Chasing down mysterious noises for a burly rider, I discovered long but faint cracks in the rim of his elderly Mavic Cosmic wheel, radiating from each drive side spoke hole. The most spectacular was hidden under the label, so it just looked like peeling graphics. That one was about ready to blow.
This wheel had not gone out of true. The only sign was a noise that initially seemed to emanate from the freehub bearings.
Another rider, who is at least six and a half feet tall, mentioned that his Campy Nucleon front wheel has cracks at most or all of the spoke holes. He says he's been monitoring them. He also reported that another rider is monitoring the same problem with the same kind of wheel set.
If people were folding wheels right and left we would heard about it, so maybe this is just unnecessary alarm. There's usually some warning. But with more people riding wheels with very low spoke counts and high tension, each component carries more load. The failure of a single part will markedly increase the load on the remaining parts.
When I called Wheel Guru on Thursday to consult about spoke gauges and whatnot, she mentioned that she was at that moment building a 36-spoke rear wheel for a brawny rider who has killed one Cane Creek wheel a year.

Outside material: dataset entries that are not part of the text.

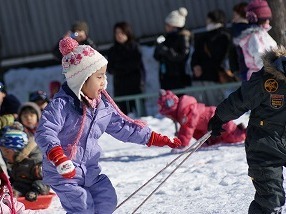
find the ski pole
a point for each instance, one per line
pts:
(169, 164)
(199, 143)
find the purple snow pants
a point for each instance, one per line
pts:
(99, 198)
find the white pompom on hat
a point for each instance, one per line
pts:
(177, 18)
(79, 63)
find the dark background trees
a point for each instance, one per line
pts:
(278, 22)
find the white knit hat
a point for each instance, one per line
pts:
(79, 63)
(177, 18)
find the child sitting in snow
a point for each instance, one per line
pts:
(8, 204)
(71, 126)
(193, 118)
(25, 174)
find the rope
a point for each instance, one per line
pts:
(197, 145)
(200, 142)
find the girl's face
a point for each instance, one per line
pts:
(29, 119)
(120, 36)
(94, 85)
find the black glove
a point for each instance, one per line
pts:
(215, 125)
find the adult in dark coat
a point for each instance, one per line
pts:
(209, 57)
(78, 31)
(172, 51)
(126, 66)
(265, 144)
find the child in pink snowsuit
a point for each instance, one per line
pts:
(193, 118)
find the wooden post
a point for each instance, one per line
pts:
(278, 22)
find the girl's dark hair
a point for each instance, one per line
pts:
(240, 8)
(126, 29)
(217, 16)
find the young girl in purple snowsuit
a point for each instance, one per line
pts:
(71, 125)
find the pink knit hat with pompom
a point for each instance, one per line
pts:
(79, 63)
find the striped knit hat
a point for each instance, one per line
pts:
(79, 63)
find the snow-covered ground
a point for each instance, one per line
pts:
(213, 180)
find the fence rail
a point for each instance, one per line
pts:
(188, 90)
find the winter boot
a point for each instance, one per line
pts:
(31, 196)
(255, 208)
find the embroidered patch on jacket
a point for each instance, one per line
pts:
(271, 85)
(276, 101)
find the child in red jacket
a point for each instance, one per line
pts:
(193, 118)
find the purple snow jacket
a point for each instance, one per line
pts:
(60, 124)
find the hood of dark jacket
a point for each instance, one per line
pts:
(274, 62)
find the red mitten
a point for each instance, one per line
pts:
(64, 165)
(160, 140)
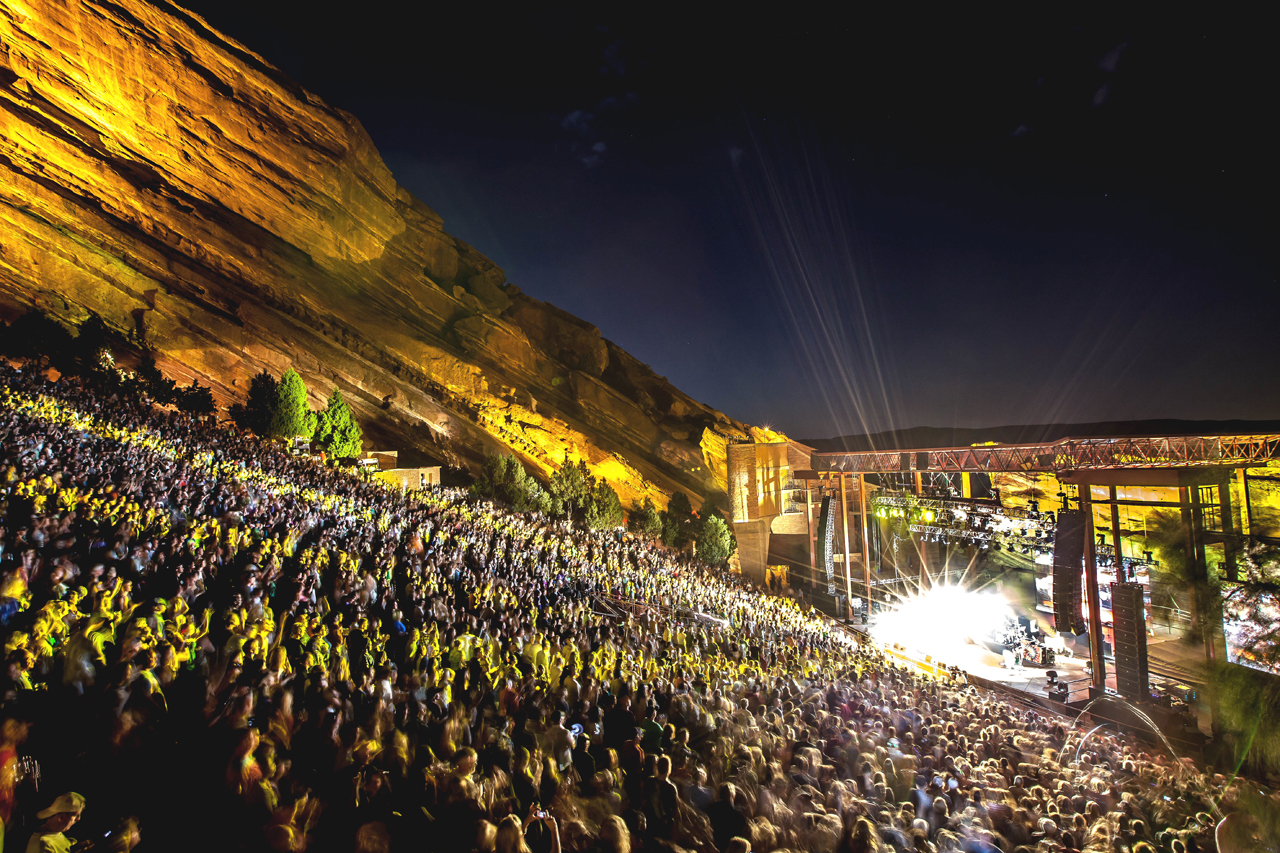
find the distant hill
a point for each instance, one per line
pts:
(922, 437)
(167, 178)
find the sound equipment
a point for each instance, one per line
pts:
(827, 543)
(1129, 624)
(1068, 556)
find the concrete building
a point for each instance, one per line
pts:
(385, 468)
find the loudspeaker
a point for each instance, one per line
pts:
(827, 543)
(1068, 556)
(1129, 624)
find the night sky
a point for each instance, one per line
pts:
(839, 224)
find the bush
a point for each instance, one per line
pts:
(337, 430)
(503, 478)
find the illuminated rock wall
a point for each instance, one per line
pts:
(172, 181)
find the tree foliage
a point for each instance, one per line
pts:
(337, 430)
(571, 489)
(255, 414)
(604, 510)
(714, 541)
(677, 521)
(291, 416)
(644, 520)
(156, 386)
(503, 479)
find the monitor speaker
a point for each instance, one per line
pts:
(1129, 623)
(1068, 556)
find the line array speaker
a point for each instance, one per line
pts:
(1068, 556)
(1129, 623)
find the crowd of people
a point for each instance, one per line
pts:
(214, 644)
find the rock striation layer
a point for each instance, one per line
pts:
(168, 178)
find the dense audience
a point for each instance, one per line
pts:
(214, 644)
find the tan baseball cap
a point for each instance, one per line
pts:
(69, 802)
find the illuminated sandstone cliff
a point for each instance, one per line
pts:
(170, 179)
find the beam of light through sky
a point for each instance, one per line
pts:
(801, 219)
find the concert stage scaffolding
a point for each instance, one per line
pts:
(1200, 468)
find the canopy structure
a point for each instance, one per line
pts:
(1064, 456)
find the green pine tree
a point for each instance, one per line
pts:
(291, 415)
(571, 488)
(255, 413)
(337, 430)
(677, 521)
(604, 511)
(714, 541)
(196, 400)
(503, 478)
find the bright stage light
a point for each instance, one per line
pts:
(938, 620)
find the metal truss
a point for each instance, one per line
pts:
(950, 505)
(1064, 455)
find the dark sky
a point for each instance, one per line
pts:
(836, 224)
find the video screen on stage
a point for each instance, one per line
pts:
(1248, 625)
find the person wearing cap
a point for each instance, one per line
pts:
(58, 819)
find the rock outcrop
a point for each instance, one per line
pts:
(168, 178)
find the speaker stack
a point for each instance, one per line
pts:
(1129, 623)
(1068, 556)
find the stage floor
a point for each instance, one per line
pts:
(1028, 679)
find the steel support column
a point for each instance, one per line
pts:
(1091, 588)
(849, 576)
(867, 543)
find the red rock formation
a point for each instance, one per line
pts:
(165, 177)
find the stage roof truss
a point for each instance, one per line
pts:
(1064, 455)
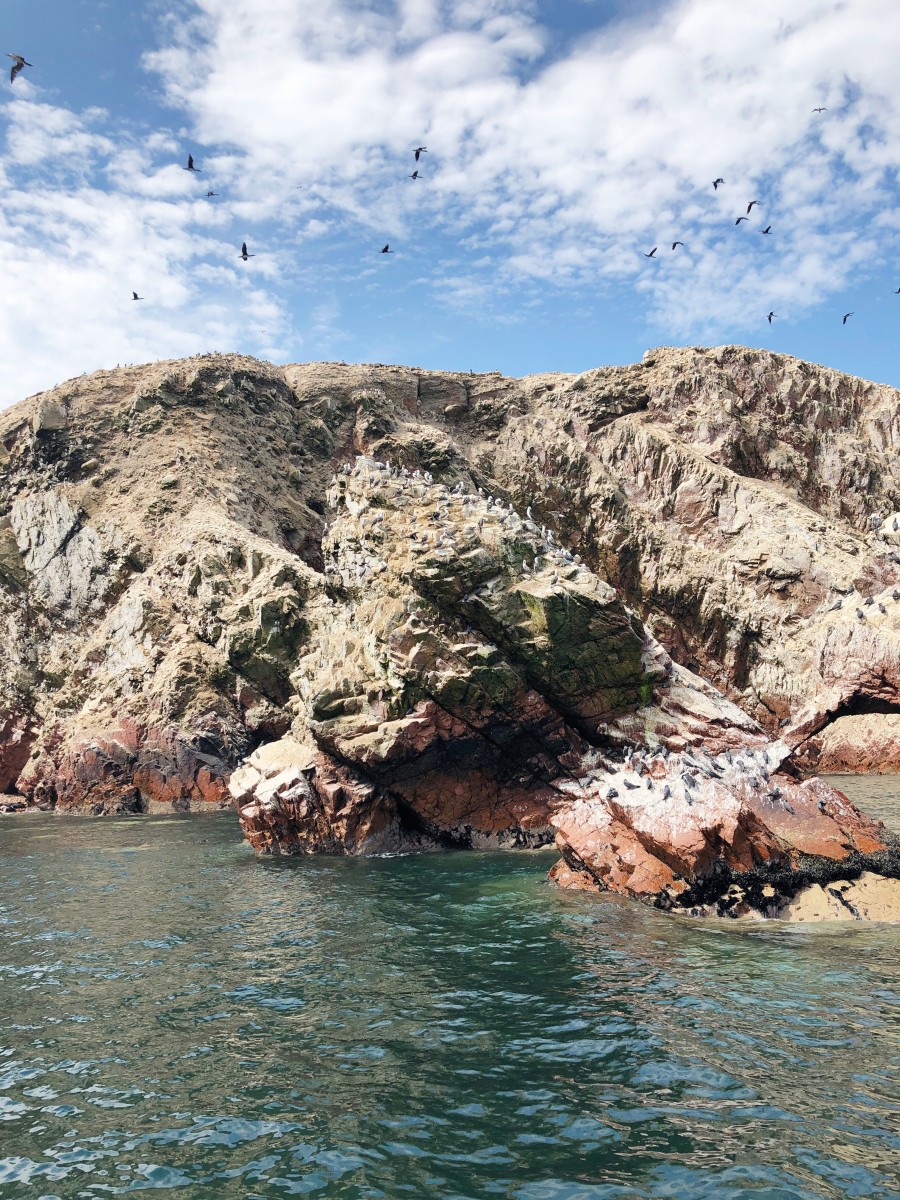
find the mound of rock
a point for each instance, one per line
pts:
(378, 607)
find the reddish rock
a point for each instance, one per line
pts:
(17, 736)
(130, 769)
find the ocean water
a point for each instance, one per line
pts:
(179, 1018)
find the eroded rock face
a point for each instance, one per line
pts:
(473, 684)
(711, 576)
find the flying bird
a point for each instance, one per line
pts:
(18, 64)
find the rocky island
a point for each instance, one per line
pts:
(631, 612)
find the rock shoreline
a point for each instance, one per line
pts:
(625, 612)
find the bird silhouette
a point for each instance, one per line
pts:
(18, 64)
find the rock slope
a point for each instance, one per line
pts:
(197, 575)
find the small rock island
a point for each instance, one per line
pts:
(633, 613)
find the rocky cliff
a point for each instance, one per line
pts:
(627, 610)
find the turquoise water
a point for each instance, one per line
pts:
(183, 1019)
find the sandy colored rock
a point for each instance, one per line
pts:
(869, 898)
(468, 607)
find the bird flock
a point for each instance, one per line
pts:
(21, 63)
(18, 65)
(765, 231)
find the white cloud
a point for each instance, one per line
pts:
(573, 167)
(539, 171)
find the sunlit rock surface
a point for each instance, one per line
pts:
(477, 657)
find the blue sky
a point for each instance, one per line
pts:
(565, 141)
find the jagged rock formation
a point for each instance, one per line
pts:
(175, 606)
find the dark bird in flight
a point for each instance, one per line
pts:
(17, 65)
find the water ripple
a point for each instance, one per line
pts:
(195, 1021)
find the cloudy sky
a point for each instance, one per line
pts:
(565, 139)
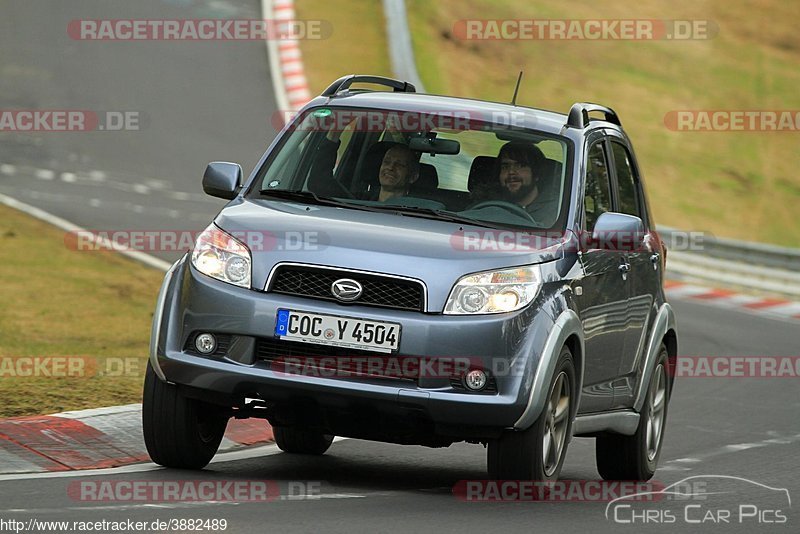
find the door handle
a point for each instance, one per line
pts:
(655, 258)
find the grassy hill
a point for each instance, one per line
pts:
(733, 184)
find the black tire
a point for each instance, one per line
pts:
(633, 457)
(179, 432)
(519, 455)
(301, 441)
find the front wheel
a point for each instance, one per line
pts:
(636, 457)
(538, 452)
(178, 431)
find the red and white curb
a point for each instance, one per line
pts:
(96, 439)
(286, 60)
(770, 307)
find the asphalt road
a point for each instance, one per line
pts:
(195, 102)
(717, 427)
(206, 101)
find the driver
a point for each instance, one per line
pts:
(518, 171)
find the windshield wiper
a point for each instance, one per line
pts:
(309, 197)
(432, 213)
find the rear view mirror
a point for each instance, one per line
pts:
(435, 146)
(617, 231)
(222, 179)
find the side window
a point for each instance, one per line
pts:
(597, 199)
(626, 181)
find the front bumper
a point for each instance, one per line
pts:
(390, 409)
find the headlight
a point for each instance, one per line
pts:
(494, 291)
(221, 256)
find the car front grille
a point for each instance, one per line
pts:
(378, 290)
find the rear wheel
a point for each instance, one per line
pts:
(538, 452)
(301, 441)
(178, 431)
(636, 457)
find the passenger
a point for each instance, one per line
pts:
(399, 169)
(518, 171)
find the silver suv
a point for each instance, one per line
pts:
(422, 269)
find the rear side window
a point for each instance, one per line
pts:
(626, 181)
(597, 199)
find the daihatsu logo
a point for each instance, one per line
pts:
(346, 289)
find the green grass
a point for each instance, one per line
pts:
(742, 185)
(357, 44)
(61, 303)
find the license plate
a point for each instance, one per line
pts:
(349, 332)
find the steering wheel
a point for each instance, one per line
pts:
(508, 206)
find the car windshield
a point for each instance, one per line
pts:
(435, 165)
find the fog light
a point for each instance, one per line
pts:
(475, 380)
(205, 343)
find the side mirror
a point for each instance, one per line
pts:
(618, 231)
(222, 179)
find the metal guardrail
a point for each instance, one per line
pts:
(740, 251)
(733, 263)
(401, 53)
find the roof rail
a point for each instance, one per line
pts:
(579, 114)
(343, 83)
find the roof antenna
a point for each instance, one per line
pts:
(516, 90)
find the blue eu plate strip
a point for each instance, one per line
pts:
(282, 323)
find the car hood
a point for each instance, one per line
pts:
(436, 252)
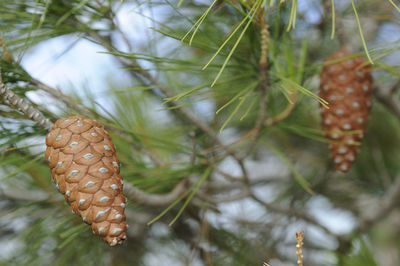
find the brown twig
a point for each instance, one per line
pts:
(299, 246)
(22, 105)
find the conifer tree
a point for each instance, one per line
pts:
(222, 114)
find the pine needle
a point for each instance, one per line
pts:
(194, 190)
(236, 44)
(227, 39)
(333, 20)
(361, 33)
(241, 101)
(293, 14)
(299, 178)
(196, 25)
(252, 85)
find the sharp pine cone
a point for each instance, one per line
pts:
(84, 168)
(347, 86)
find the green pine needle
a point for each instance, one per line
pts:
(361, 33)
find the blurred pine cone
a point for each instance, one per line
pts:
(347, 86)
(84, 168)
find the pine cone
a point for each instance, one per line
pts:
(347, 86)
(84, 168)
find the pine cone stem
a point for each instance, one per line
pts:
(22, 105)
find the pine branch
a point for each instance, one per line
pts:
(22, 105)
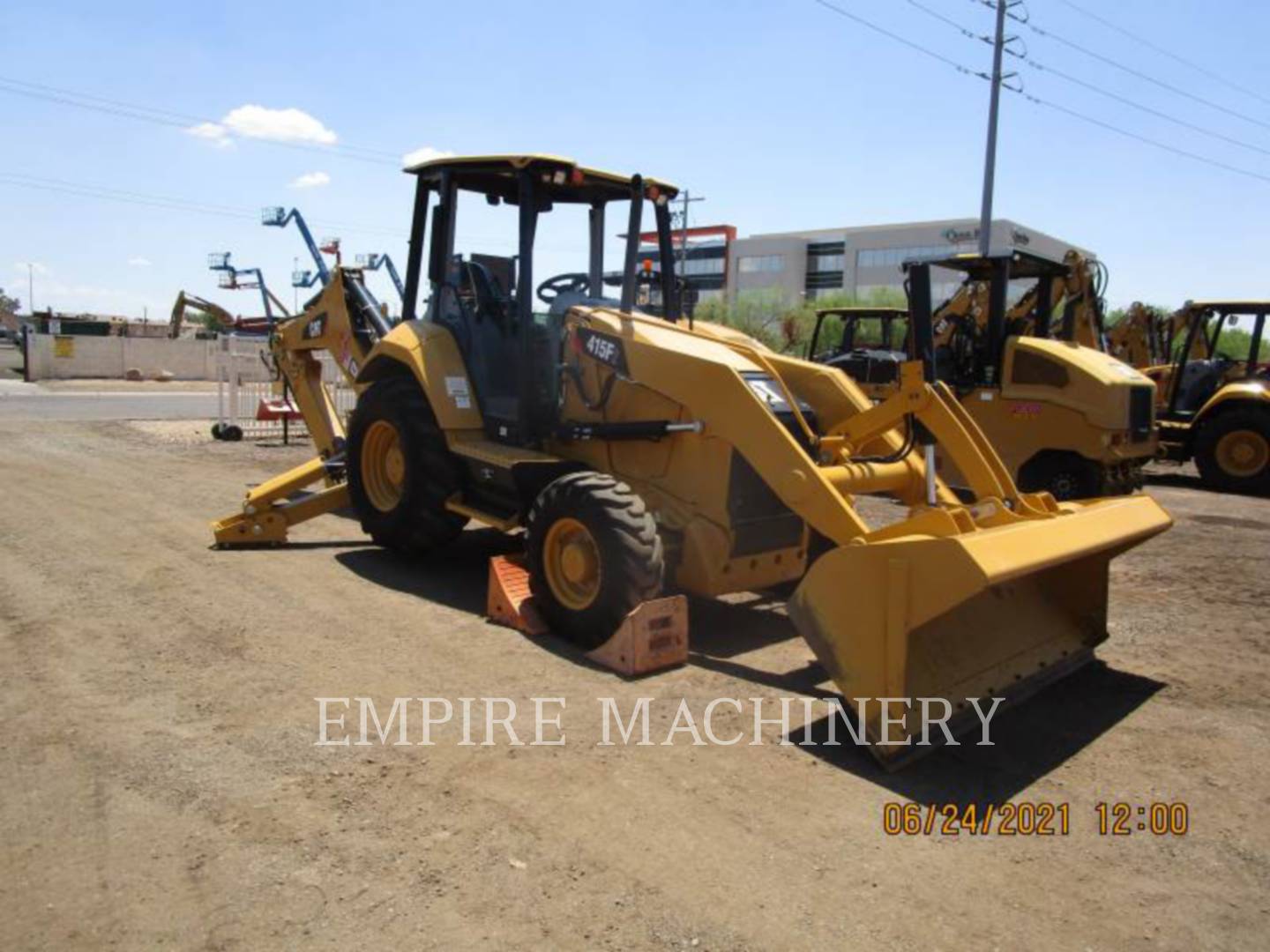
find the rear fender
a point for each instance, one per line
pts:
(1249, 392)
(429, 353)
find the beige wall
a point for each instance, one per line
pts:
(112, 357)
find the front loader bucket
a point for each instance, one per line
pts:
(992, 612)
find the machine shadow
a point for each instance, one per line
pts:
(455, 576)
(1029, 740)
(724, 629)
(1177, 480)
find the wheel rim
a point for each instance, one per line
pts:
(1243, 453)
(1064, 485)
(383, 466)
(571, 560)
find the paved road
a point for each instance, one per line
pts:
(29, 401)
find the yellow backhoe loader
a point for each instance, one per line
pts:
(1065, 417)
(1215, 407)
(639, 452)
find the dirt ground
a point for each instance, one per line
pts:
(163, 788)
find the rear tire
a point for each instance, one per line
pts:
(400, 471)
(1232, 452)
(594, 554)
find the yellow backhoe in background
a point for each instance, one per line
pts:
(1214, 400)
(639, 452)
(1064, 415)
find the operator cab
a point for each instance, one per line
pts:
(973, 355)
(1194, 381)
(507, 328)
(870, 342)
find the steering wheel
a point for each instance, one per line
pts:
(563, 285)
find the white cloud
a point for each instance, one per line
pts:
(213, 132)
(426, 153)
(260, 122)
(311, 179)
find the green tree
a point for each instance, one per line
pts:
(766, 316)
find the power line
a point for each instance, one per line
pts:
(1050, 104)
(1160, 49)
(1139, 74)
(1139, 107)
(164, 202)
(1145, 140)
(949, 20)
(176, 120)
(909, 43)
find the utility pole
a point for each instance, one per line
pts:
(684, 233)
(990, 163)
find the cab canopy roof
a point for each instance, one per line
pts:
(1229, 306)
(559, 179)
(1022, 264)
(862, 311)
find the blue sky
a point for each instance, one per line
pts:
(782, 115)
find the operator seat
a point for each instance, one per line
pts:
(473, 306)
(1199, 381)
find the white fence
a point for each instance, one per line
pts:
(69, 357)
(250, 403)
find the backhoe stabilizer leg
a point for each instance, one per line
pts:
(270, 509)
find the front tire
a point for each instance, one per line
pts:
(594, 554)
(1065, 476)
(400, 471)
(1232, 452)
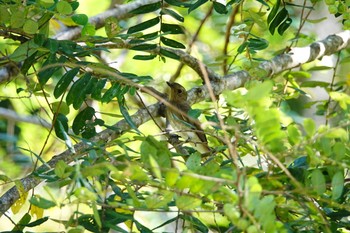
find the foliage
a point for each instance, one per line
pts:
(298, 183)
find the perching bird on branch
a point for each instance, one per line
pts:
(177, 116)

"He brings them in with the big hand grenade holes in the rim where the spokes blew out," she said. "I've finally convinced him he needs something stronger."
The large rider, 200 pounds and up, ages equipment more rapidly than someone in the mid and lower weight classes. They are the canaries in the coal mine for smaller riders, because eventually those of us of lesser bulk will accumulate enough fatigue in an alloy part to experience the same effect.